Dois tipo de cubanos 

Por viver no Algarve, onde foram destacados alguns dos médicos de Cuba que vieram para Portugal em 2009, até já tinha escrito a Havana a reconhecer a salvação de Portugal no âmbito sanitário. Começou a tentar puxar informações a cubanos que conhecia, sem sucesso. Um deles, Álvaro, era seu colega em Portimão desde 2007. Nunca tinham falado sobre o passado, mas perguntou-lhe directamente. Depois de uma missão para Moçambique, não voltou a Cuba. Após conseguir regularizar a sua situação no país, trabalhando em agências de trabalho, emigrou para Portugal.

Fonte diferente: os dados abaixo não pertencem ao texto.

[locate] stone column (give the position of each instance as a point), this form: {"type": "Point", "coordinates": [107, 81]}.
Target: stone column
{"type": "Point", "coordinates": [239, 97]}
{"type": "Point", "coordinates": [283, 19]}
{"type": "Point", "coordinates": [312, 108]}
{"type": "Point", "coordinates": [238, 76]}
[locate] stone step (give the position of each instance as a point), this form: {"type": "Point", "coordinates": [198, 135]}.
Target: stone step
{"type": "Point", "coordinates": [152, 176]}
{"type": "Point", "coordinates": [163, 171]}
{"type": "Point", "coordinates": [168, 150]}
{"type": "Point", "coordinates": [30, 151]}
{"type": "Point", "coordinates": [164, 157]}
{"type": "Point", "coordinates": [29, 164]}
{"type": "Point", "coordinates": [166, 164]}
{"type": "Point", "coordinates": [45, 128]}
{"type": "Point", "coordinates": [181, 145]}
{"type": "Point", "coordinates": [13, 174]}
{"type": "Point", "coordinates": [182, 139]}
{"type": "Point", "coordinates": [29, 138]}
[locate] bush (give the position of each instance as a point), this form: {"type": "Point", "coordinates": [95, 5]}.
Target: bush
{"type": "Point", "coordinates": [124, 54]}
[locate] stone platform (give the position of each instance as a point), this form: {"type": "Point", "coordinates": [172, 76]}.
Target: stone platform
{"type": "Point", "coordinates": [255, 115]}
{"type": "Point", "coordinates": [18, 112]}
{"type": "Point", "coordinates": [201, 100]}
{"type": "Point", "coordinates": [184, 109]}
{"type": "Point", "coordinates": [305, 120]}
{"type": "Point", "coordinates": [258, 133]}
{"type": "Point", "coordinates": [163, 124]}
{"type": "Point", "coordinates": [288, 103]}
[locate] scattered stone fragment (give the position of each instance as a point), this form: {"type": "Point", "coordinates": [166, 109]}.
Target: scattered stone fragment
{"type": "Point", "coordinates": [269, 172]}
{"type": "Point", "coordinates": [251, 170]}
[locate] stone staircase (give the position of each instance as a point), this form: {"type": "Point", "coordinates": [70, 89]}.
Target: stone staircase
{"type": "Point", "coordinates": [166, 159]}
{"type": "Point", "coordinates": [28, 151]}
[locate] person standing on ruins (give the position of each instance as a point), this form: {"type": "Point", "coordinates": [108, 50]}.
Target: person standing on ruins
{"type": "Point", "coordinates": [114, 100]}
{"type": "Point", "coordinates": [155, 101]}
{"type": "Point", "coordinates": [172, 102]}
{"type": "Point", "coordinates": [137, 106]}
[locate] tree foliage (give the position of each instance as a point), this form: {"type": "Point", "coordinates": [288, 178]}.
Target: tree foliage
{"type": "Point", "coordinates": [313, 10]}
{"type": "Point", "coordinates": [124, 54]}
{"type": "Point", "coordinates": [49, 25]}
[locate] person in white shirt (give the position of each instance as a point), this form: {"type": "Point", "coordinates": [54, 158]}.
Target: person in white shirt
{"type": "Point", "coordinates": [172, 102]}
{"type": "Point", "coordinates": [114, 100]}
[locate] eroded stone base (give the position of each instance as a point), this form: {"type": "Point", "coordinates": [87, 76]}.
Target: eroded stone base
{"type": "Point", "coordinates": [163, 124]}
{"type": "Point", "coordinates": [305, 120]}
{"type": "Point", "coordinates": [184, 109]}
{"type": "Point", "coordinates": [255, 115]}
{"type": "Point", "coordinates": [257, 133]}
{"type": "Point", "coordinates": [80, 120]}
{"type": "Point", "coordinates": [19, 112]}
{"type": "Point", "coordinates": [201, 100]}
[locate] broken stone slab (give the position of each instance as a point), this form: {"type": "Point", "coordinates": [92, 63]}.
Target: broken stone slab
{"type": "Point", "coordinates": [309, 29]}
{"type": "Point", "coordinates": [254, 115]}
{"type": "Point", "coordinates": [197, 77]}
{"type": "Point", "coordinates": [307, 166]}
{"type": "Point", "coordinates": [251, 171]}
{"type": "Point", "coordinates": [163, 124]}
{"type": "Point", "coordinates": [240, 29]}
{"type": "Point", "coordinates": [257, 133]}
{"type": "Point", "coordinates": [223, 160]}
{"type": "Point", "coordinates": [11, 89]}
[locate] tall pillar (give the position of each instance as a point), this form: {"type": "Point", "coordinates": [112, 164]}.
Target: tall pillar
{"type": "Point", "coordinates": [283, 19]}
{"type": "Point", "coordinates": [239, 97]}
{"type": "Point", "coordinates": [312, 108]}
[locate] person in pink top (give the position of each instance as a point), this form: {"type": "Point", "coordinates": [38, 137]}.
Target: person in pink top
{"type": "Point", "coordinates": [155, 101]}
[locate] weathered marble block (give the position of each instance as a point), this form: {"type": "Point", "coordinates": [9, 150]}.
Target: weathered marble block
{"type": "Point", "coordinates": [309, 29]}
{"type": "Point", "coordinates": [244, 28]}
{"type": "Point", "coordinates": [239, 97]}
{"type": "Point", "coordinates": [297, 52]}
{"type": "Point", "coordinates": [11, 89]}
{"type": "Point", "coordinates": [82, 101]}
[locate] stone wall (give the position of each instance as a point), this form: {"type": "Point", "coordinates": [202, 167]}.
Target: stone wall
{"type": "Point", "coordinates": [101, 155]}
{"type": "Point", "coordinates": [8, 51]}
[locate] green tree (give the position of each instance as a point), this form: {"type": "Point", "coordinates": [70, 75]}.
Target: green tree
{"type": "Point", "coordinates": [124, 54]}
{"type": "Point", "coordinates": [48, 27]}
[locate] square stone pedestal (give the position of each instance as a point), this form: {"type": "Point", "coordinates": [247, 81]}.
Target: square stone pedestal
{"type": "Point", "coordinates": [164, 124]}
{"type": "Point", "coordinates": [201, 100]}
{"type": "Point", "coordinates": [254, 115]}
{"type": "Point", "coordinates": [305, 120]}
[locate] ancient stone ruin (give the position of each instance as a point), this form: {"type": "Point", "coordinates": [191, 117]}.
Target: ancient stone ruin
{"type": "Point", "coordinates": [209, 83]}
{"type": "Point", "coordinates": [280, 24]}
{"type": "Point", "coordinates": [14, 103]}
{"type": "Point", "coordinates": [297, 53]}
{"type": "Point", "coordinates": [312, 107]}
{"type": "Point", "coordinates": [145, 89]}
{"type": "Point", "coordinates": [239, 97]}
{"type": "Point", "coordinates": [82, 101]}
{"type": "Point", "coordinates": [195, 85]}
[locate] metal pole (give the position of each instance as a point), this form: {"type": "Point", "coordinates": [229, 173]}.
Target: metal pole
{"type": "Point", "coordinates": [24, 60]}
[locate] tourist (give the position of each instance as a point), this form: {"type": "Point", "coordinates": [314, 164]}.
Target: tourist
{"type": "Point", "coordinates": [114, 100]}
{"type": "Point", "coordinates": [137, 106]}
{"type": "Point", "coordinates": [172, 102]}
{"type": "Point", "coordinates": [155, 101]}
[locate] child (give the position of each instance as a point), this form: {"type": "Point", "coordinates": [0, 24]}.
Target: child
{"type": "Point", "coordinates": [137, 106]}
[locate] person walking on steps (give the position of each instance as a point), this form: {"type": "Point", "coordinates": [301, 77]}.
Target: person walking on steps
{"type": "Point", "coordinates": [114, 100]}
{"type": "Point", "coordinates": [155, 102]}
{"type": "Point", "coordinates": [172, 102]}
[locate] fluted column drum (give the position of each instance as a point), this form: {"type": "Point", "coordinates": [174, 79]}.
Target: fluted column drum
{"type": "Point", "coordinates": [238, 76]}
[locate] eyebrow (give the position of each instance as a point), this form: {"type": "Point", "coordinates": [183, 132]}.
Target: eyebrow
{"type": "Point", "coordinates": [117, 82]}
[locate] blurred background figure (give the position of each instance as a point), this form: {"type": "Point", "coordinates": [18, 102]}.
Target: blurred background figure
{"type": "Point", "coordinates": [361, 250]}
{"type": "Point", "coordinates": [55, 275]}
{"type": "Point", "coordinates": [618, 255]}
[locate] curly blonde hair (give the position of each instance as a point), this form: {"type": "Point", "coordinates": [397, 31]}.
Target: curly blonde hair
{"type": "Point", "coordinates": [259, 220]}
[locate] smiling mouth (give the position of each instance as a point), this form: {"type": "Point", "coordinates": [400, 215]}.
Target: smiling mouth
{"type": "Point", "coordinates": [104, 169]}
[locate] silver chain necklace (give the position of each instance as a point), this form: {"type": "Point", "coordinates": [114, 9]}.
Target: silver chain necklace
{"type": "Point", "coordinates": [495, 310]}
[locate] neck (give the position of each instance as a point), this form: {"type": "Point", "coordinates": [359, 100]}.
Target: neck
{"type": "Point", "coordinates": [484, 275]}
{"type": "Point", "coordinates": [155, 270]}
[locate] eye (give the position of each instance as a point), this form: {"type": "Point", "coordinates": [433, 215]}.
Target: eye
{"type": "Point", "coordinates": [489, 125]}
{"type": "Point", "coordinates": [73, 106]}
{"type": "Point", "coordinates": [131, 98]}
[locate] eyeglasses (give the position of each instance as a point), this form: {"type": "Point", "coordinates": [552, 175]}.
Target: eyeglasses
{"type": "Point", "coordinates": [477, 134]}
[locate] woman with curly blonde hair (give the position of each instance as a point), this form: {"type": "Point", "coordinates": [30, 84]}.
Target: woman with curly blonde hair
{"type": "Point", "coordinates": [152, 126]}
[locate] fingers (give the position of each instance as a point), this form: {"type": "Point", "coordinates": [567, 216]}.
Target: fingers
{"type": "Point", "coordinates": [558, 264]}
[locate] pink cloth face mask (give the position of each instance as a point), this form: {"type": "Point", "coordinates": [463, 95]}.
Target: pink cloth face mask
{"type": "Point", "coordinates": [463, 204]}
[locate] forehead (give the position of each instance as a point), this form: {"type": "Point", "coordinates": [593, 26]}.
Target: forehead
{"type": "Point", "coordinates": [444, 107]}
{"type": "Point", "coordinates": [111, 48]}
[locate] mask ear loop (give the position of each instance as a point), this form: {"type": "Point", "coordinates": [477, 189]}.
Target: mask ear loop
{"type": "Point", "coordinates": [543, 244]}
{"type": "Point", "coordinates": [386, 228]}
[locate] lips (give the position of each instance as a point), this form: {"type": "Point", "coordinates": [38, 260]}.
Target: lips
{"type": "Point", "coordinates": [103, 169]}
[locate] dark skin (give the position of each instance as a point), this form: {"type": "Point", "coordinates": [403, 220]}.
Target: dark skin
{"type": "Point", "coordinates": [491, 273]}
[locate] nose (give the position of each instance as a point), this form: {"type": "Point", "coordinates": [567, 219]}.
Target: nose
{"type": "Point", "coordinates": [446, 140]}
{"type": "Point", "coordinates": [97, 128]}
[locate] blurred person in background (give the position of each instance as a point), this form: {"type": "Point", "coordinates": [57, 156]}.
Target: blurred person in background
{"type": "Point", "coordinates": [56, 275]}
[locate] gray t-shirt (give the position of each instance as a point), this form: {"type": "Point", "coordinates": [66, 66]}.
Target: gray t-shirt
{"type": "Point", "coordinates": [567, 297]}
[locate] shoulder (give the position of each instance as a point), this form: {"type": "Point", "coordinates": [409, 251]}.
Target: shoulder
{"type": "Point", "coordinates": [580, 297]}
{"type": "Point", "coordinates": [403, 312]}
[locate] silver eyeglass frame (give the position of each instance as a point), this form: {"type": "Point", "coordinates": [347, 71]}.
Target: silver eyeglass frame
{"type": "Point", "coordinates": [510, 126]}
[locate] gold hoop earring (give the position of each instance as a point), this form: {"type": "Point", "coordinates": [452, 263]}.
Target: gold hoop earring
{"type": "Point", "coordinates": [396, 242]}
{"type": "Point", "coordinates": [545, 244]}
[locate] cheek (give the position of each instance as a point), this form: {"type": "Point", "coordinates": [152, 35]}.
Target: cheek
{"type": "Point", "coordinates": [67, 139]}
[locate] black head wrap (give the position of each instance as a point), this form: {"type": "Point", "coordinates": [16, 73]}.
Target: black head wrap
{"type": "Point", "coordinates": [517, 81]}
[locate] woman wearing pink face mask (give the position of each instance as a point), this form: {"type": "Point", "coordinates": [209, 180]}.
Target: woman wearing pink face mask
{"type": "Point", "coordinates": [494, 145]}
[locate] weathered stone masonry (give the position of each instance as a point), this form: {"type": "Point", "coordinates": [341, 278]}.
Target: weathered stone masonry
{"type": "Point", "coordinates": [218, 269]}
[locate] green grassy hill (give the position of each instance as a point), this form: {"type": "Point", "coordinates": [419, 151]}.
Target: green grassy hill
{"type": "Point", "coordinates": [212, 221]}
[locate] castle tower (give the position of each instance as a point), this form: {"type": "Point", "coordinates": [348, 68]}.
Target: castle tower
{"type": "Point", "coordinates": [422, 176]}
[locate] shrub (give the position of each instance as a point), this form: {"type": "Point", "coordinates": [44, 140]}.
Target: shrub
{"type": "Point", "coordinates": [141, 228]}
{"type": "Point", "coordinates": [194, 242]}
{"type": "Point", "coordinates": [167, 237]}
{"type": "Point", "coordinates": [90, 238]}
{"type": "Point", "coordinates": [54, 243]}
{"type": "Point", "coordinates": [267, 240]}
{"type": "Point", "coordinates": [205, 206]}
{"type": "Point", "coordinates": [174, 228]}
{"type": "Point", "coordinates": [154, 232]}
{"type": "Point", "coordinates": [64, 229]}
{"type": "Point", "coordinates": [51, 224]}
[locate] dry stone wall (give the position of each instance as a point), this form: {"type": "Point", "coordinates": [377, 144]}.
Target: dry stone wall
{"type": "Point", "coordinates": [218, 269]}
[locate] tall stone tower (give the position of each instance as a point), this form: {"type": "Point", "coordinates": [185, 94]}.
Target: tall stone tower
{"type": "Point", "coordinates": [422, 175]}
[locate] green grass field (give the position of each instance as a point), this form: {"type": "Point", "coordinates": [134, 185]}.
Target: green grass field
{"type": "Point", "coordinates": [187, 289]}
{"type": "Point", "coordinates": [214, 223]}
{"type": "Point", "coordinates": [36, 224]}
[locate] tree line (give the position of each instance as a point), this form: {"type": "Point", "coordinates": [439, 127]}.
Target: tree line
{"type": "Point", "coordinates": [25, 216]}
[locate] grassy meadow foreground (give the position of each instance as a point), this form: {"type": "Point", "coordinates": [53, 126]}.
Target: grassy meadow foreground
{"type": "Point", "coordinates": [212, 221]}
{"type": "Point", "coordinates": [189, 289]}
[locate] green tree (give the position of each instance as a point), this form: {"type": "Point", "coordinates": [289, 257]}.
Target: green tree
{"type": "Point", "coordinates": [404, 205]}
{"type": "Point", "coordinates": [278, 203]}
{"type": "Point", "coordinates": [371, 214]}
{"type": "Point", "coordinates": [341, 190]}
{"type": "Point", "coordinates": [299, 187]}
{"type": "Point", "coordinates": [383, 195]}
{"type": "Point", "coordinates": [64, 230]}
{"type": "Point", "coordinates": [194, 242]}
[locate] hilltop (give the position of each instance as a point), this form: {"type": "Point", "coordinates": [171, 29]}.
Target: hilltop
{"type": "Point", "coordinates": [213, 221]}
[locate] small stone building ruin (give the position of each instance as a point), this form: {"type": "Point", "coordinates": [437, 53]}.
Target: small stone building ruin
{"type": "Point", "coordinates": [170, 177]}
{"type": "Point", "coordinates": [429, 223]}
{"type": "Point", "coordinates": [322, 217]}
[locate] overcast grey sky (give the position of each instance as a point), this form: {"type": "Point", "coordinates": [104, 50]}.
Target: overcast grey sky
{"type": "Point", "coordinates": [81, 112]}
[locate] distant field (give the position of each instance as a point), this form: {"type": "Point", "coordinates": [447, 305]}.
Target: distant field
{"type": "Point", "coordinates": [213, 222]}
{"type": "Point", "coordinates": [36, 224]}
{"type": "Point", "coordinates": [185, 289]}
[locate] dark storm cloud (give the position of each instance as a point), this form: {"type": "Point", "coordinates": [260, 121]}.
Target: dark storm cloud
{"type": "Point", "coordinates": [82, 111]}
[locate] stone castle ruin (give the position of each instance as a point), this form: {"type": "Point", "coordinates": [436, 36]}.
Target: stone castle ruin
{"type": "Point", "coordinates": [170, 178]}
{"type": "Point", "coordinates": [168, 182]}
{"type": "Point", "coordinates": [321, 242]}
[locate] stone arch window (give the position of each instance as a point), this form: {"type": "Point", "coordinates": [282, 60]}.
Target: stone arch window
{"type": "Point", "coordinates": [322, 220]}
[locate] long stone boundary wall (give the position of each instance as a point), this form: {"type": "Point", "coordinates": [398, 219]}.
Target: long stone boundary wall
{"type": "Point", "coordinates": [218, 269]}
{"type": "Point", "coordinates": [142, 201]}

Javier começou então a perceber que havia "dois tipos de médicos cubanos", como resume. Colegas que encontrava nos serviços em Portugal e em Espanha, com percursos idênticos. E os outros, que integravam as brigadas médicas, cumpriam o seu trabalho mas não tinham o mesmo comportamento:. "Pessoas que chegavam, trabalhavam e iam embora sem saber como nem português."
Continuava contudo a faltar informação e a sua especialização médica exigia as tais "provas tangíveis" para as suas suspeitas. Até porque as notícias sobre dissidências de médicos cubanos no estrangeiro, como as que dão conta de oito casos por dia na Venezuela em 2013, são evidências recentes. Muito mais as declarações recentes como as de oficiais cubanos, que em Abril assumiram que as missões de saúde cubana têm um carácter solidário mas também económico. Para este ano, estima-se que a exportação de técnicos de saúde renda mais de 8 mil milhões de dólares à ilha, revelou na Assembleia Nacional de Havana a directora-geral do Ministério do Comércio Exterior e do Investimento Estrangeiro cubano Dagmar Gonzalez Grau.

Para Javier Vera, as pontas só começaram a juntar-se quando surgiu o projecto do centro médico em Vila Real de Santo António, inaugurado há dois meses. Acedeu a um acordo entre a autarquia e os Serviços Médicos Cubanos, que punha escrito o rumor e denúncia de largos meses: os médicos cubanos só recebem uma pequena fatia do montante pago a Cuba. Para perceber porque o fazem, pediu a um colega cubano que lhe contasse os detalhes. Javier garante ser esse o relato que publica no "USA Hispanic Press", o resultado de duas horas de conversa em Janeiro das quais saiu com "vergonha", própria e alheia.

Segundo descreve Javier, Adriano estava em missão na Venezuela em 2008 quando lhe comunicaram que estava a ter lugar um processo de selecção para Portugal. O salário seria de 300 euros mensais no país e outros 300 euros que seriam depositados numa conta bancária em Cuba. Mais do que os valores praticados então na missão venezuelana. A deslocação daria ainda direito a casa em Cuba, computador com internet e uma pensão de 80 dólares mensais para os familiares directos que estivessem alojados na sua casa durante a ausência - regalias e valores inexistentes para os médicos que fiquem na ilha.

64 horas de trabalho 

Na estadia, segundo relatou Adriano, o controlo é apertado: são supervisionados por um chefe de missão, a quem teriam de reportar qualquer deslocação. Não teriam vínculo contratual com Portugal, mas receberiam através da Embaixada de Cuba. Após assumirem o contrato, caso desaparecessem, seriam considerados desertores e teriam uma pena de prisão de 15 anos caso regressassem a Cuba.

NB: Podiam fazer um filme.
Se José Manuel Silva  do Pombal dos marqueses colaborar, nós também daremos uma ajuda.